Where arbitrage and execution fit inside this framework

In practice, arbitrage and execution logic are not separate "products." They inject constraints and opportunities into the market-making loop:

  • Arbitrage anchors fair value when related venue/instrument leads
  • Execution module unwinds inventory using smart venue routing
  • Cross-venue dislocation checks gate quote aggressiveness
  • Parent-order execution logic can temporarily override maker behavior

The metric that matters: markout by queue state

Many teams track spread capture only. Better practice is conditional markout by queue rank and toxicity bucket. For each fill, measure post-fill move at fixed horizons (for example 10ms, 50ms, 250ms). If short-horizon markout is persistently negative in specific queue states, your fill policy is wrong even if gross spread looks fine.
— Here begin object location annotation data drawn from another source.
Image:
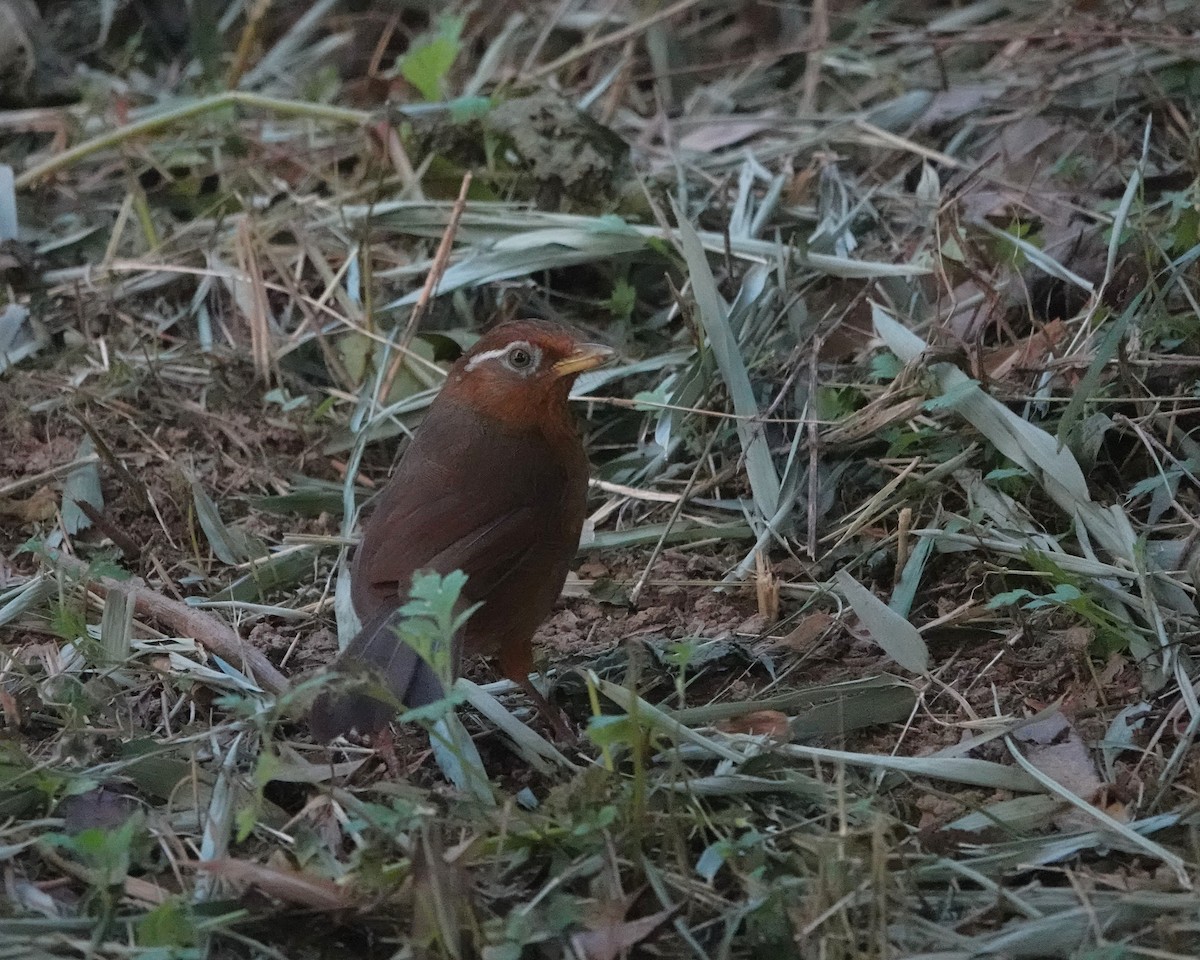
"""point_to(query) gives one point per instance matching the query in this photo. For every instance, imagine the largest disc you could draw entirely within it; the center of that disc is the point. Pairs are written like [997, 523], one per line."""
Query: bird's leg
[555, 717]
[385, 749]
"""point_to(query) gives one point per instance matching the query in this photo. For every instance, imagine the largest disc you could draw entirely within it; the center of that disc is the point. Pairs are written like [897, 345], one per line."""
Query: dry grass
[885, 637]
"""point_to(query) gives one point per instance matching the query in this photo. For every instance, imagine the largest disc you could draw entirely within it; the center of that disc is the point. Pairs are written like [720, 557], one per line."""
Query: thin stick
[607, 40]
[210, 633]
[431, 282]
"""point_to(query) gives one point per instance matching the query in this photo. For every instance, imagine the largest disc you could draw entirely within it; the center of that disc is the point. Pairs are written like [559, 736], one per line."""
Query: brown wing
[463, 498]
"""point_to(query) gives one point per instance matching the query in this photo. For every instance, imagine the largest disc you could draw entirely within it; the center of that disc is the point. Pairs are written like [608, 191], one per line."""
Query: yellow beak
[586, 357]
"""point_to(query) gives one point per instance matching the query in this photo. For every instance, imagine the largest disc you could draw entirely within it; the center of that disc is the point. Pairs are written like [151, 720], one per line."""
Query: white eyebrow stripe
[486, 355]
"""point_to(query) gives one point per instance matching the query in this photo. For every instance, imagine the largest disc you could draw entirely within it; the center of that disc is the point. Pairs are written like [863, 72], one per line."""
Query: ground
[881, 641]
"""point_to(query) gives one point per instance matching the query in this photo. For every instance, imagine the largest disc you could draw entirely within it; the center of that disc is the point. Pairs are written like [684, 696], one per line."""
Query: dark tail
[377, 655]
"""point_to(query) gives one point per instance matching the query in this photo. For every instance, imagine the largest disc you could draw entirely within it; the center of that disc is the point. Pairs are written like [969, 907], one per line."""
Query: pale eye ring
[520, 358]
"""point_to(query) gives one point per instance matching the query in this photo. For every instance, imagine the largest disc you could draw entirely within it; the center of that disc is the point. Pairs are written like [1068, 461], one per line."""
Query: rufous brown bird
[495, 484]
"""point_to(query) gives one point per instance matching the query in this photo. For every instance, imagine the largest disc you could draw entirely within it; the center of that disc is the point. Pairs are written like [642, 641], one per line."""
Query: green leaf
[431, 57]
[169, 924]
[623, 300]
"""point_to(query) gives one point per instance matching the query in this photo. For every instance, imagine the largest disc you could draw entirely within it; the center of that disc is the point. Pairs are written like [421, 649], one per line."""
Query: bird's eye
[520, 358]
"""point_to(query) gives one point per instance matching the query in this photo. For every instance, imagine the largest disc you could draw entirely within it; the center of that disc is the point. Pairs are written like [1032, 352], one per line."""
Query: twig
[208, 631]
[607, 40]
[431, 283]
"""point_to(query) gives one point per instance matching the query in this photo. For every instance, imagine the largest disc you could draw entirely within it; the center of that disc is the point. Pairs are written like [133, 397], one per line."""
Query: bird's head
[521, 372]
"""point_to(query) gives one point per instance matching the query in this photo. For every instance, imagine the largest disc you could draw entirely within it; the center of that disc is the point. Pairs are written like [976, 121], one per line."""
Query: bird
[493, 484]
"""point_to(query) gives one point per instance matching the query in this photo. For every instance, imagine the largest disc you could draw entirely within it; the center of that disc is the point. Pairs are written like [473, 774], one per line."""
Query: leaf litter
[882, 635]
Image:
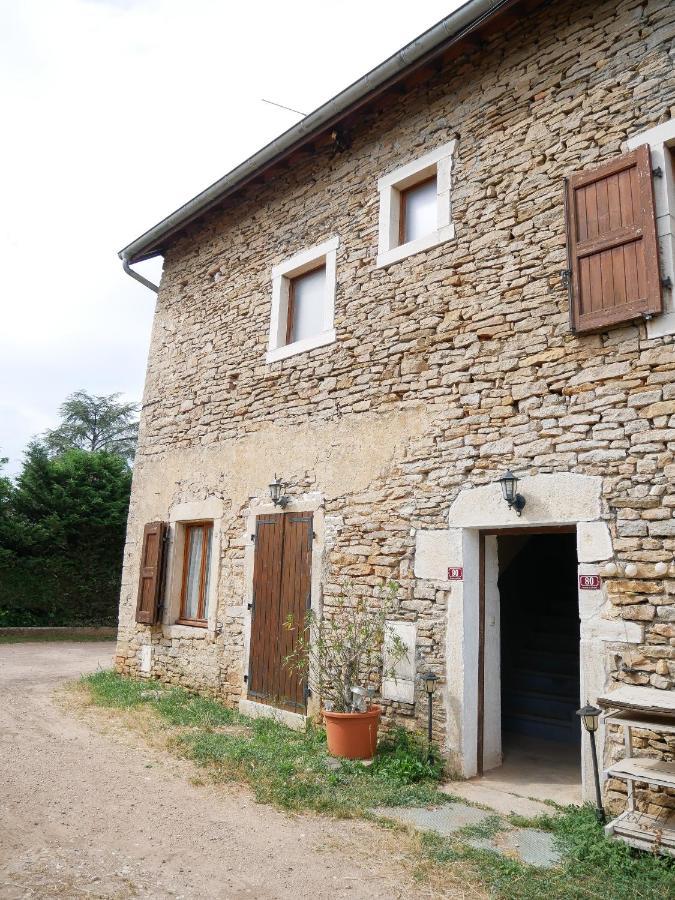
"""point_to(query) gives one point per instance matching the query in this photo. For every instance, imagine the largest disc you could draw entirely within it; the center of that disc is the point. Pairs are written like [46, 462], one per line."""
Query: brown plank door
[281, 588]
[612, 243]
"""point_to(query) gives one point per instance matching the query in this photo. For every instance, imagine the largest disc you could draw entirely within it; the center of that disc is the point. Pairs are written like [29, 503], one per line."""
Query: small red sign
[589, 582]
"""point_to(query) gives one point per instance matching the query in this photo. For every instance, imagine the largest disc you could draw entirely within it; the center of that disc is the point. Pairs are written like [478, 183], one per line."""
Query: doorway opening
[532, 665]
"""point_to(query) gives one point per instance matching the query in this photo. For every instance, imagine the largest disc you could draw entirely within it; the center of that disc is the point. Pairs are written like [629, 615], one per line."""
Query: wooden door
[281, 588]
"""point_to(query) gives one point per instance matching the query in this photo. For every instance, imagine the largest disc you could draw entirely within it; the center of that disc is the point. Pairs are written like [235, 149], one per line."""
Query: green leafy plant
[343, 648]
[404, 757]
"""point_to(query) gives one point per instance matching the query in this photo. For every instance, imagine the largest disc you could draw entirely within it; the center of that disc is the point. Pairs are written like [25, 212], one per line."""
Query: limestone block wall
[448, 367]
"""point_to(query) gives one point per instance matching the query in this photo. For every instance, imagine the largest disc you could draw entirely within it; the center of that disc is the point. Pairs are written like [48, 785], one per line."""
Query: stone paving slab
[529, 845]
[445, 820]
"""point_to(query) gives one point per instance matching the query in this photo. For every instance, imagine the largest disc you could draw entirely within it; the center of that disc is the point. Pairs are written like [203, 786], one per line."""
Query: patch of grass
[293, 770]
[592, 867]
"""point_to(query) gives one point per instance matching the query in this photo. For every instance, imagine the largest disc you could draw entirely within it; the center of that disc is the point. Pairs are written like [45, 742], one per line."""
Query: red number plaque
[589, 582]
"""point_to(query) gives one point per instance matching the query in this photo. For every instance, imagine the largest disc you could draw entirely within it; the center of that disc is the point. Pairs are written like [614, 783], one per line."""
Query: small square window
[306, 303]
[415, 208]
[194, 601]
[418, 215]
[303, 302]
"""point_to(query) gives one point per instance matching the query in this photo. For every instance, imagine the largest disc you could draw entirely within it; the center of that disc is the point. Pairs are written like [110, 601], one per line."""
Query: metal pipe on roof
[454, 26]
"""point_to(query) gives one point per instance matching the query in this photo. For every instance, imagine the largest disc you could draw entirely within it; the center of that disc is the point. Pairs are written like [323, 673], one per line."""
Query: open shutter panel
[612, 245]
[150, 581]
[296, 586]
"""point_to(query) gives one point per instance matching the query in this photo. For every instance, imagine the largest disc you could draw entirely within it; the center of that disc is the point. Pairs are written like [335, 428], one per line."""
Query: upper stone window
[194, 604]
[303, 302]
[415, 207]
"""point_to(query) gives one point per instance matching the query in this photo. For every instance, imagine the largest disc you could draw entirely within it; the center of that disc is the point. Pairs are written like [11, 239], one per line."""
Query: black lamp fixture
[590, 716]
[277, 493]
[509, 484]
[430, 679]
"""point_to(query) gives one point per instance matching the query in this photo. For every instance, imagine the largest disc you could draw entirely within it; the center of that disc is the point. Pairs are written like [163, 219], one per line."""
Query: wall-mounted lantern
[430, 679]
[590, 716]
[277, 493]
[509, 483]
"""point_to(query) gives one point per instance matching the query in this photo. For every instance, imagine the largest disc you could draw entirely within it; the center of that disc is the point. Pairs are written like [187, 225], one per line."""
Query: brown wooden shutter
[150, 580]
[612, 245]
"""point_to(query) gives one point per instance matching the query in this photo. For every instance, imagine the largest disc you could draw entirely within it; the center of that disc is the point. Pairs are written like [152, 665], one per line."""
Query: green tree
[94, 423]
[62, 531]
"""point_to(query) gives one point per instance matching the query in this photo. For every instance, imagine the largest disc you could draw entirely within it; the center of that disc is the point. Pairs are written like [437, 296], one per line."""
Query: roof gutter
[144, 281]
[448, 31]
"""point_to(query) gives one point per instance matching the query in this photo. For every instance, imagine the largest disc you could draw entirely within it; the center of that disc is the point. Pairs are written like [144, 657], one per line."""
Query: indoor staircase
[540, 650]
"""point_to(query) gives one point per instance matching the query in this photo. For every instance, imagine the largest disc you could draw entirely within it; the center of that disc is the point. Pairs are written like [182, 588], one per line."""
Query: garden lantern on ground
[590, 716]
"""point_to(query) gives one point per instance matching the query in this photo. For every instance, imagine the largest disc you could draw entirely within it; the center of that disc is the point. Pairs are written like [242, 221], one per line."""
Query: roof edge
[452, 27]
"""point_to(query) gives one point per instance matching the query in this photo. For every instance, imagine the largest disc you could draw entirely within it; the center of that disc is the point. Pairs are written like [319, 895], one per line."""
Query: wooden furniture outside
[652, 710]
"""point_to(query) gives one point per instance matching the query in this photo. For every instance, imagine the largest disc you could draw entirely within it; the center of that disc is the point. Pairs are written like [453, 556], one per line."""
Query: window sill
[434, 239]
[318, 340]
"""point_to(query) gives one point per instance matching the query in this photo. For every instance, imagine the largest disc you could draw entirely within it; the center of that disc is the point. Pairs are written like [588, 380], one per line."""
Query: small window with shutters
[614, 273]
[194, 601]
[151, 578]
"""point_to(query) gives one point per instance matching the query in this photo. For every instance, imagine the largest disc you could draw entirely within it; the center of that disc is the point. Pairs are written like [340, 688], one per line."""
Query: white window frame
[282, 275]
[660, 139]
[181, 515]
[439, 163]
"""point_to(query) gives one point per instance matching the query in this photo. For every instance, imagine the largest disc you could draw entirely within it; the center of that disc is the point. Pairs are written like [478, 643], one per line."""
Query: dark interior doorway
[539, 624]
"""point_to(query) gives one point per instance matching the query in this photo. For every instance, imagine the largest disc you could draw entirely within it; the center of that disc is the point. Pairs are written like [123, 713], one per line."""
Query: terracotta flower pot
[352, 735]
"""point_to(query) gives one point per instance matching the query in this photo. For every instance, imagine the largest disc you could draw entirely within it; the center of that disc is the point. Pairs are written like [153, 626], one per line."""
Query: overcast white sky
[115, 112]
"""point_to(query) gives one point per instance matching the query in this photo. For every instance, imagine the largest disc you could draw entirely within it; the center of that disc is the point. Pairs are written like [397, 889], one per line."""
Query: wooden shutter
[612, 245]
[150, 580]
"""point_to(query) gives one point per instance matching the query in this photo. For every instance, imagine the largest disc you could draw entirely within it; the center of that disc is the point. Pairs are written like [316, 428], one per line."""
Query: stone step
[541, 726]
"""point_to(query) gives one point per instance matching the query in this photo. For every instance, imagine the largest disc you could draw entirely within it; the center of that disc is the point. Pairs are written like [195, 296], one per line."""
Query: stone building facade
[440, 369]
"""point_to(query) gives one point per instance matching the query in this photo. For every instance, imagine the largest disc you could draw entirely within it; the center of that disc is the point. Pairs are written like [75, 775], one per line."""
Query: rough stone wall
[449, 366]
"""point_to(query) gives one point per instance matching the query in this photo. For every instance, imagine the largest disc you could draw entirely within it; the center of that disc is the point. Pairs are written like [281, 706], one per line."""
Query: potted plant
[340, 654]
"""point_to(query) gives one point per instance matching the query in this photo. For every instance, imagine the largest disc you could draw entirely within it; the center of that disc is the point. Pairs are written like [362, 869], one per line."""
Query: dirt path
[87, 814]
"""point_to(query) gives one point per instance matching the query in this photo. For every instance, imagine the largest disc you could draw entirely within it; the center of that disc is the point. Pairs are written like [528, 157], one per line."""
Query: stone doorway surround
[307, 503]
[551, 500]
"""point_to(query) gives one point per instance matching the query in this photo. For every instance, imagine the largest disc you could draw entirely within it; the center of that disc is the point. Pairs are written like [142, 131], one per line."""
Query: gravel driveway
[87, 813]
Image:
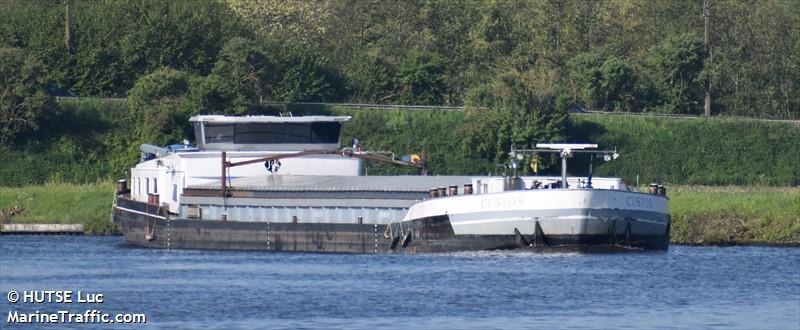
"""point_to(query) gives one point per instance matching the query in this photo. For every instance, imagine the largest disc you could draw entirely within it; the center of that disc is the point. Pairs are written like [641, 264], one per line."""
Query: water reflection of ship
[283, 184]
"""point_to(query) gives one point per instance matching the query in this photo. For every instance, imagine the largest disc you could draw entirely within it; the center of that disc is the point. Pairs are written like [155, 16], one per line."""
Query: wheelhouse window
[272, 133]
[219, 133]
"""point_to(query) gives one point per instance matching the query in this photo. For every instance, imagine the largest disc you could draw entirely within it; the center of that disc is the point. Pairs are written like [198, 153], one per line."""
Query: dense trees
[23, 101]
[612, 55]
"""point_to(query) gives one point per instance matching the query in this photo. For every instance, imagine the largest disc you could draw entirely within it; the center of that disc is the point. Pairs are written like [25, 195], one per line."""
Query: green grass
[62, 203]
[700, 215]
[735, 215]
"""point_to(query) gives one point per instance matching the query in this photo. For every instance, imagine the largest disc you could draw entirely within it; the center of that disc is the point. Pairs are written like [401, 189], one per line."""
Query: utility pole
[706, 15]
[67, 24]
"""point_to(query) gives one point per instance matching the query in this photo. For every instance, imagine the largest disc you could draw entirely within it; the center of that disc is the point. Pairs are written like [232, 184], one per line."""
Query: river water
[687, 287]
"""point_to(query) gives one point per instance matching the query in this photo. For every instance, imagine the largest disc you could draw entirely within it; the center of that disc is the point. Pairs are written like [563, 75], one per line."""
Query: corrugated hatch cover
[409, 183]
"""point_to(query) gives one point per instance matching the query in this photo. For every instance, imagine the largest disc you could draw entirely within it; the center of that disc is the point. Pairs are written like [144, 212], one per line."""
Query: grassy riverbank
[735, 215]
[700, 215]
[62, 203]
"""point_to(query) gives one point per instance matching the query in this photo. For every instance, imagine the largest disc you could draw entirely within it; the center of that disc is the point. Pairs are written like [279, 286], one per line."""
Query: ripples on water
[687, 287]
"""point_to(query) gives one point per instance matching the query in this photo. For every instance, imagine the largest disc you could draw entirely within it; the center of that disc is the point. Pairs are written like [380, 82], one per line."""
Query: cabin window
[272, 133]
[261, 133]
[218, 133]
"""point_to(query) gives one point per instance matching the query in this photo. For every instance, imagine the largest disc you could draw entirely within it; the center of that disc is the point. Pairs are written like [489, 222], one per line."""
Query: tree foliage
[23, 101]
[613, 55]
[161, 104]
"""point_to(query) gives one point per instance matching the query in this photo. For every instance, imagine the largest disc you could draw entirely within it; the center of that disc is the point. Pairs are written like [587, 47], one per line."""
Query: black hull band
[143, 226]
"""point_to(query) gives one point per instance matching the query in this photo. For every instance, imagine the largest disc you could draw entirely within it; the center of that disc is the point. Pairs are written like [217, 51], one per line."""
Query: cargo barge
[284, 184]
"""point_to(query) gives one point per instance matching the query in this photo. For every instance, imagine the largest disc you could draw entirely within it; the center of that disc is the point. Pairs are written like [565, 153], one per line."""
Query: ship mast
[566, 150]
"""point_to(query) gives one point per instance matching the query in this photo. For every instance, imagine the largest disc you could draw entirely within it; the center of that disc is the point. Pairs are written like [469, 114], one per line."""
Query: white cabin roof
[267, 119]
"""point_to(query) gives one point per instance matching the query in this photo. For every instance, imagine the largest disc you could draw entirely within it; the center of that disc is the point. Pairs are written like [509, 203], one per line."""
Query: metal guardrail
[365, 106]
[678, 116]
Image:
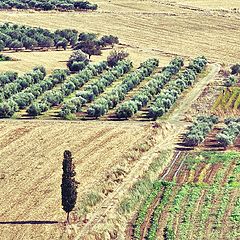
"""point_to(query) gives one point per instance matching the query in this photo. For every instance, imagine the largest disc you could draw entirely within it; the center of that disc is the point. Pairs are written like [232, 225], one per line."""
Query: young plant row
[55, 97]
[94, 89]
[175, 209]
[199, 130]
[152, 233]
[25, 97]
[7, 77]
[118, 94]
[151, 89]
[144, 209]
[230, 133]
[165, 100]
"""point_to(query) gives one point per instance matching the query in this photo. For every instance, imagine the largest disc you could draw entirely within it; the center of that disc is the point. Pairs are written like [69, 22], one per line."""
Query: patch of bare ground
[210, 175]
[226, 225]
[164, 216]
[147, 222]
[216, 201]
[29, 165]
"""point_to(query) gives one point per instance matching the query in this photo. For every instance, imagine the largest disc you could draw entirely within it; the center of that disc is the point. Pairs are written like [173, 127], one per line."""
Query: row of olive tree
[95, 88]
[230, 133]
[111, 99]
[5, 58]
[151, 89]
[165, 100]
[7, 77]
[199, 130]
[25, 97]
[47, 5]
[22, 82]
[19, 37]
[55, 97]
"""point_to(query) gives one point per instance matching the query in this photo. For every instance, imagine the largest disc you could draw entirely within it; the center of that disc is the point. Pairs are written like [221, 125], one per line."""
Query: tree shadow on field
[28, 222]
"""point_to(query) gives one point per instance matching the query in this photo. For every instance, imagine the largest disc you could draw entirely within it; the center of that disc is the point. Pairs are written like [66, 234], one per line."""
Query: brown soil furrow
[217, 200]
[147, 222]
[226, 225]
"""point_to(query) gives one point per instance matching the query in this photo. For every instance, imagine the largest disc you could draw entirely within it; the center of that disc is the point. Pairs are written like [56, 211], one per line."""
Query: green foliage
[111, 99]
[230, 81]
[165, 100]
[53, 98]
[235, 69]
[5, 58]
[151, 89]
[116, 56]
[48, 5]
[69, 185]
[229, 134]
[199, 130]
[20, 36]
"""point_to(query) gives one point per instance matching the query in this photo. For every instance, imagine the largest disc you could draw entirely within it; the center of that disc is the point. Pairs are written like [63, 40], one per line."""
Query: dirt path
[112, 200]
[167, 142]
[191, 96]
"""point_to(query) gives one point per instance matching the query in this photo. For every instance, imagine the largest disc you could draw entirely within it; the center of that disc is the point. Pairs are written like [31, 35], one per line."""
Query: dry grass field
[31, 162]
[31, 151]
[147, 28]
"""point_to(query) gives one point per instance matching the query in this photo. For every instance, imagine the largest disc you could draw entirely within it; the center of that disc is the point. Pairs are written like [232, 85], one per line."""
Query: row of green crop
[95, 88]
[224, 196]
[206, 208]
[199, 130]
[165, 100]
[152, 232]
[5, 78]
[157, 187]
[192, 225]
[151, 89]
[230, 133]
[118, 94]
[55, 97]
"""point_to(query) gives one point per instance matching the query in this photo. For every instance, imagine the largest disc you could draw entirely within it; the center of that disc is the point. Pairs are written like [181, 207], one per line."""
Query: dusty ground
[31, 152]
[146, 28]
[31, 158]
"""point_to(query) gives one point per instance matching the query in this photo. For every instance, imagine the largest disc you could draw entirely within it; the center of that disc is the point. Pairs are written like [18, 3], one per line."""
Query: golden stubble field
[147, 28]
[31, 167]
[31, 152]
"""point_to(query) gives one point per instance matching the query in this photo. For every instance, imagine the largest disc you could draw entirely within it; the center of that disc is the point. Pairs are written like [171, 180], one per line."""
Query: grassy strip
[152, 233]
[144, 186]
[144, 209]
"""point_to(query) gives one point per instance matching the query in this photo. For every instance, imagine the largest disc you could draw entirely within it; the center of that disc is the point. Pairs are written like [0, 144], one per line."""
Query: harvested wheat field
[153, 28]
[153, 128]
[31, 159]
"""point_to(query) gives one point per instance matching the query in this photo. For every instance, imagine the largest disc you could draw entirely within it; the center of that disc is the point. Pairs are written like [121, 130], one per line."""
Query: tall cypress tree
[69, 185]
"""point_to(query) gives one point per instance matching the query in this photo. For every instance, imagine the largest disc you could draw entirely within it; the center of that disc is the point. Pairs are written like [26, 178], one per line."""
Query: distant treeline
[47, 5]
[18, 37]
[5, 58]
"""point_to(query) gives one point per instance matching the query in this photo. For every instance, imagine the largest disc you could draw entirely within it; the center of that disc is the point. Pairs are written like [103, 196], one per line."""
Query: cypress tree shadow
[28, 222]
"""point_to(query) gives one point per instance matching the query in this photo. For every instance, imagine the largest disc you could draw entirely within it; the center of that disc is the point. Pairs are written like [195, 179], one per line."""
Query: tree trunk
[68, 214]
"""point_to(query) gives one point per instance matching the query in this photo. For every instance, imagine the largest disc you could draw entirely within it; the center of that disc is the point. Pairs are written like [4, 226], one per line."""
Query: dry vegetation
[148, 28]
[31, 151]
[31, 159]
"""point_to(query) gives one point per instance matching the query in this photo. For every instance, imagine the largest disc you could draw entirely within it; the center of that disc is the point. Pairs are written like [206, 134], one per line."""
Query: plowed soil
[30, 169]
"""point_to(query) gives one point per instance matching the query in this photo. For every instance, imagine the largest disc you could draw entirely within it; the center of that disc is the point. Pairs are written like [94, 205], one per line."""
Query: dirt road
[168, 142]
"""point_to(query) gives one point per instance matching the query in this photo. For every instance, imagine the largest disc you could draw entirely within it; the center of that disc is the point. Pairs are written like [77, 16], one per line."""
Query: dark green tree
[69, 185]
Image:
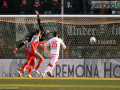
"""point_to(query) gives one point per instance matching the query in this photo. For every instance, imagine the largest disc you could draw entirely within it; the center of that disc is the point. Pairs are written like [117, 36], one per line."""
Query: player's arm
[63, 45]
[38, 19]
[34, 62]
[41, 46]
[47, 44]
[33, 41]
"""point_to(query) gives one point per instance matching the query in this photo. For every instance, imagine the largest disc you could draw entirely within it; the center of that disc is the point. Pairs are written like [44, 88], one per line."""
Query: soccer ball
[92, 39]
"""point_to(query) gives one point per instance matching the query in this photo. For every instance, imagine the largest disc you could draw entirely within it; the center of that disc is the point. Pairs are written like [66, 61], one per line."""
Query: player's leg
[51, 64]
[27, 39]
[29, 57]
[39, 56]
[23, 67]
[47, 32]
[32, 66]
[50, 71]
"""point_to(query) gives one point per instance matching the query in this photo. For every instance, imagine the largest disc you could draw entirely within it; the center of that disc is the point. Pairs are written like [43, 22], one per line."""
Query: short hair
[55, 34]
[38, 31]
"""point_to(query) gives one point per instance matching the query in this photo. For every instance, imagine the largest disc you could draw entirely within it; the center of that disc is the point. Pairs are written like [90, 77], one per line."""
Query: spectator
[47, 6]
[15, 6]
[5, 8]
[68, 9]
[56, 7]
[30, 4]
[38, 7]
[83, 7]
[23, 7]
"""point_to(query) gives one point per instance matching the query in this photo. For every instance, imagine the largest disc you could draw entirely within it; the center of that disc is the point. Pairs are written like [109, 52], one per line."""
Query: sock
[22, 44]
[47, 69]
[30, 67]
[39, 63]
[30, 70]
[25, 64]
[52, 68]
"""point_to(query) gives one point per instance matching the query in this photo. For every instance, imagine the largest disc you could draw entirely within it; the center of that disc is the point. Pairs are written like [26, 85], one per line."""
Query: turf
[59, 84]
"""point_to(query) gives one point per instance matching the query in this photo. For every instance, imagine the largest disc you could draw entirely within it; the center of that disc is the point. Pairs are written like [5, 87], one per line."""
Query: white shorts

Production safeguards that keep this strategy alive

  • Hard inventory bands with forced de-risk mode
  • Per-symbol loss caps and per-interval quote-to-fill sanity checks
  • Automatic widening on venue instability and ack-latency spikes
  • Kill-switch if stale-book risk or sequence-gap uncertainty appears

Niche takeaway: queue-reactive market making is less about having a clever signal and more about aligning fill probability, toxicity filtering, and inventory control at the same microsecond timescale.